The sales volume of Geely reached 125,100 units in October 2017, representing a vast increase of 30% yoy. In the first ten months, Geely Auto's total sales volume reached 952,200 units, approximately up 72% yoy, already achieving 87% of its goal of annual sales volume. In view of this gratifying sales volume, we predict the annual sales volume will be much likely to exceed the set target of 1,100,000 units and even expect to achieve a higher result of 1,200,000 units, increasing over 50% yoy. It excels in the China's auto industry as the average growth rate in the sector slowed down to single digit. The recent redemption of the notes lifts restrictions on the increase of the company's existing dividend payout ratio of 15%; the dividend rate is expected to substantially increase in the future. We are optimistic about its steady growth in medium and long term sales. As for the valuation, considering the better sales momentum and higher dividend yield in the future, we lift target price to HK$ 33 on our revised forecast EPS, equivalent to 26.4/19.4/14.2x estimated P/E ratio of 2017/2018/2019.

Environmental protection (Wang Yannan)

In this month I released 4equity reports, including SPC(002573.SZ), Grandblue(600323.SH), ZFET(002479.SZ),Longma(603686.SH).

In the first three quarters of 2017, the revenue of Longma Environmental Sanitation reached RMB2.268 billion, up by 44.54% yoy, and the net profit of returns attributable to parent company was RMB191 million, up by 26.03% yoy and up by 26.41% after non-post deduction, equivalent to a basic EPS of RMB0.72 (+28.57%). The increase in revenue was mainly from the increase in equipment sales and environmental sanitation services. Specifically, Q1/Q2/Q3 contributed revenues of 6.66/7.98/8.04 and net profits of 0.644/0.63/0.64, respectively. The contribution of each quarter was stable.

We`re optimistic about the company's integrated competitive advantage in the field of equipment + services and the breakthrough in the downstream sanitation industry chain. In 2017-2018, the company is expected to achieve a net profit of returns attributable to parent company of RMB 268 and RMB 355mn, and an EPS of 0.98, and RMB 1.3, which are equivalent to the PE of 28 and 21 times. The rating of "Buy" is given.

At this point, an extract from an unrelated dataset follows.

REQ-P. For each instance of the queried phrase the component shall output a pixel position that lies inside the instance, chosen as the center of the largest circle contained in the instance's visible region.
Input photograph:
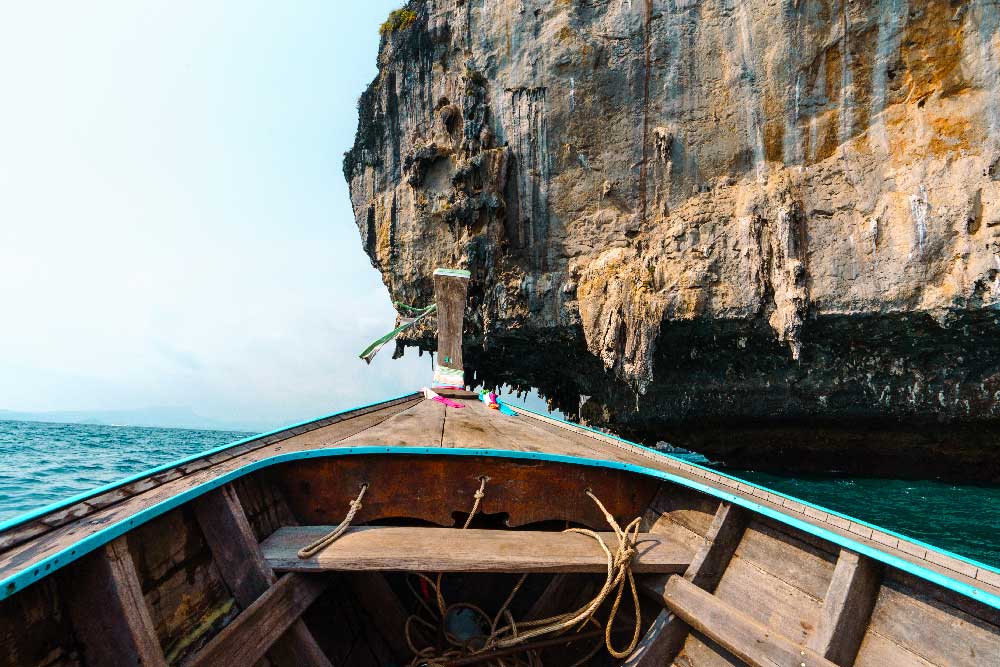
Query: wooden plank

Healthcare & Consuming (Eurus Zhou)

This month I released 4 equity reports, including Universal Medical (2666.HK), Kangmei Pharma (600518.SH), CMS (867.HK) and CR Pharma (3320.HK). We tend to recommend CMS (867.HK) and CR Pharma (3320.HK). We see the two companies reported solid growth in 1H17.

CMS is a China-based pharmaceutical services company, engaged in the marketing, promotion and sale of prescription drugs of overseas and domestic specialty pharmaceutical companies. It now has 19 main products sold in PRC market. Its sales achieved FY12-16 CAGR of 28.9% with net profit recording FY12-16 CAGR of 26.6%. We expect future drivers coming from the increasing penetration of current products, expansion of distribution network and promising pipeline products (which may stimulate the market to give more favorable valuation).

As for CR Pharma, it is a leading pharmaceutical company in China committed to distribution, manufacturing and retail of pharmaceutical and healthcare products. CR Pharma achieved revenue/net profit FY13-16 CAGR of 10.25%/2.25%. We predict growth momentums arising from continuous external expansion, synergies among main subsidiaries and potential price premium given good performance of listed subsidiaries. In 2016, Distribution, Manufacturing and Retail businesses respectively accounted for 83.2%, 14.3% and 2.5% in 2016 revenue, with average gross profit margins of 6.61%, 58.33% and 21.21% respectively.